The oldest man-made artifacts excavated in Krakow date from early Stone Age, namely the Paleolithic period, some 200,000 years ago. Archeological evidence from ensuing ages proves that the place has been a major regional center since the Neolithic period 6,000 BC. Circa 990 Krakow, then already a thriving city, was incorporated into the emerging Polish state. In 1038 Krakow became the capital of Poland. In 1257 Prince Boleslav the Shy endowed the city with self-government and vital commercial privileges. Krakow formally remained the capital city of the Kingdom of Poland till the turn of the 18th century, but in fact the political center had moved to Warsaw in 1611. In years 1815 to 1846 Krakow constituted, together with its environs, an independent statelet called Krakow Republic, subsequently annexed to the Austrian Empire. By the end of the 19th century Krakow became the center of the Polish national awakening and in 1918 it was Poland’s first city that regained independence from foreign rule. 

View of Krakow's Old Town in the 16th c.
View of Krakow published in 1617. The Old Town's skyline changed little since then.

It’s Krakow, Poland. Forget Cracow, Krackow, Crakow, Krakov and the like.

The original Polish spelling of the name of the city is Kraków, pronounced ‘krakoof’.

Standard English spelling is Krakow even if the dated version ‘Cracow’ – tainted by the borrowing from the French who call the city ‘Cracovie’ – happens to some speakers of English, including natives of Krakow. Other forms such as Krackow, Crakow, Cracov, and Krakov are patently incorrect.

Actual origin of the name ‘Kraków’ is lost in the mists of proto-history.

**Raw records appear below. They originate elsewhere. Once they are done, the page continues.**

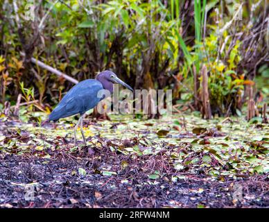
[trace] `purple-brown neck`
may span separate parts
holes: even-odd
[[[105,89],[107,89],[112,94],[113,92],[113,83],[110,80],[110,76],[112,74],[115,75],[113,72],[105,70],[98,74],[96,80],[102,83]]]

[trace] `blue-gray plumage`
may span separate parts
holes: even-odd
[[[62,98],[49,115],[49,121],[57,121],[76,114],[83,115],[101,101],[101,98],[97,97],[97,93],[103,89],[101,83],[94,79],[78,83]]]
[[[119,83],[132,91],[131,87],[120,80],[110,71],[104,71],[96,76],[96,79],[83,80],[73,87],[62,98],[59,104],[49,116],[48,121],[56,121],[80,114],[80,117],[75,126],[75,144],[76,144],[76,130],[80,123],[81,134],[85,144],[86,139],[83,133],[83,115],[89,110],[94,108],[104,97],[98,98],[98,93],[101,89],[113,92],[113,84]]]

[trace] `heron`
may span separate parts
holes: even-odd
[[[95,79],[87,79],[73,86],[62,99],[55,109],[49,116],[46,121],[57,121],[59,119],[80,114],[80,117],[74,128],[74,139],[76,145],[76,131],[80,126],[81,135],[84,144],[86,138],[83,132],[83,117],[85,113],[94,108],[105,96],[98,96],[100,90],[107,89],[113,93],[113,84],[121,84],[132,92],[132,87],[121,80],[112,71],[105,70],[98,74]]]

Its form suggest a ‘the place of Krak’, i.e. a town founded or owned by some Krak, so “Krakow” may translate as “Krak’s”. It gave rise to the legend of good Prince Krak who had ruled over Poland from Krakow.

The first appearance of the name of Krakow in writing dates back to year 996 when the city was mentioned in Arab transliteration in a report of Ibrahim ibn Jacob, a Moor trader who traveled to the Eastern Europe.